The course aims to give people an understanding of the three principles to raise their overall level of wellbeing, feel less anxious and stressed, spend less time feeling down and have greater clarity and confidence in the decisions they make.
There are still places available for this new programme, which will run from 10am to 2pm each Thursday for the next six weeks.
W3RT’s involvement with the mental wellbeing project is one of a number of areas in which the organisation is continuing to play a pivotal role in helping the community in the pandemic.
The trust, which started out in 1974 as the Watford Council for Voluntary Service and is in regular contact with hundreds and charities and community groups around the town, has been at the forefront of the local response since the crisis began last year.
In that time it has been involved in more than 23,000 individual actions, including making more than 9,700 wellbeing calls and delivering over 600 food packs and prescriptions. And that’s in W3RT’s capacity of “filling in the gaps” as chief executive Bob Jones describes it.
He said: “We’re not a specialist mental health organisation, there’s other groups doing foodbanks and we’re doing occasional personal shopping, but we’re working with all the local charities and they’re all doing brilliant work – or at least those that are not in hibernation at the moment – and we’re trying to fill in the gaps and we’re working particularly with Herts Help, the county-wide service.”
The Trust is involved in a number of current initiatives, including the vaccination programme where it has been liaising with partners and the NHS about areas such as centres and recruiting volunteers.

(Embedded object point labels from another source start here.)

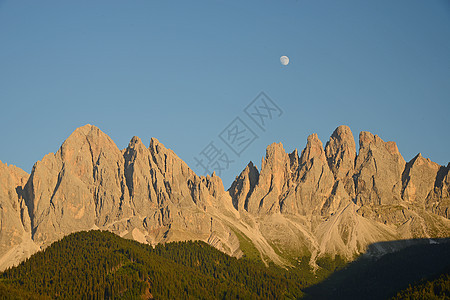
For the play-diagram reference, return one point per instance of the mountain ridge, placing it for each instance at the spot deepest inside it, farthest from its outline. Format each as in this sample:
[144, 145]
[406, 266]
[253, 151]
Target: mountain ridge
[327, 200]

It has also been helping to promote the vaccine, reassure people and combat the “nonsense” that’s been spread on social media and elsewhere.
Mr Jones said: “Particularly we’re looking at ways those messages can get into isolated or disadvantaged communities and black and minority ethnic communities, but also trying to make sure that those communities which are the most vulnerable are getting the support they need to be as safe as everybody else.”

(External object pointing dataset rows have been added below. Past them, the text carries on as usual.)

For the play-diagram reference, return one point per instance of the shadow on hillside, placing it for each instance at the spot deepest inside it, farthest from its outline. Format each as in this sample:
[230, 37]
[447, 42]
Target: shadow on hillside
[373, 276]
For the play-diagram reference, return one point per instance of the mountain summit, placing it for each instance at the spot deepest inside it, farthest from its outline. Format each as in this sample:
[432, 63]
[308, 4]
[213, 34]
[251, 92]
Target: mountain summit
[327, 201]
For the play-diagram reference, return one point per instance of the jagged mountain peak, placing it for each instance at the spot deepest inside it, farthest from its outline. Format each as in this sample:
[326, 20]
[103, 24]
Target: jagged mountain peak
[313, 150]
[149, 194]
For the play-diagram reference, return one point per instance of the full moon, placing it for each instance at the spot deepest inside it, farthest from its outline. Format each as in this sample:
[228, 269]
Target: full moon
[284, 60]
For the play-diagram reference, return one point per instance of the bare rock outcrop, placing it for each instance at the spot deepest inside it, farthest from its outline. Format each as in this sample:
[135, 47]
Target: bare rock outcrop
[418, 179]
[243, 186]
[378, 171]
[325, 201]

Along with people’s mental health and poverty though, it is those good causes which are ‘hibernating’ that are one of Mr Jones’ biggest concerns as he looks forward to when a sense of normality is finally able to return.
He said: “Some voluntary groups have absolutely motored through this in terms of their organisational strength and agility, particularly say Electric Umbrella or One Vision, Random Café have been brilliant.
“Some of those groups have coped and adapted to the change but we know from trying to call 500 voluntary groups that a lot of them have just put their service into mothballs and they’re effectively hibernating through the crisis.
“What we don’t know is how many of those groups are going to re-emerge in the post-Covid world, so we’re really beginning to look at how can we prepare for, touch wood, the summer or the end of spring. We’re talking to Watford Borough Council and our members about how we can prepare groups for that.
“I think our communities have done brilliantly through this, they’ve shown huge resilience, huge goodwill, huge togetherness, but there’s an awful lot still to do and who knows what the future holds for us.”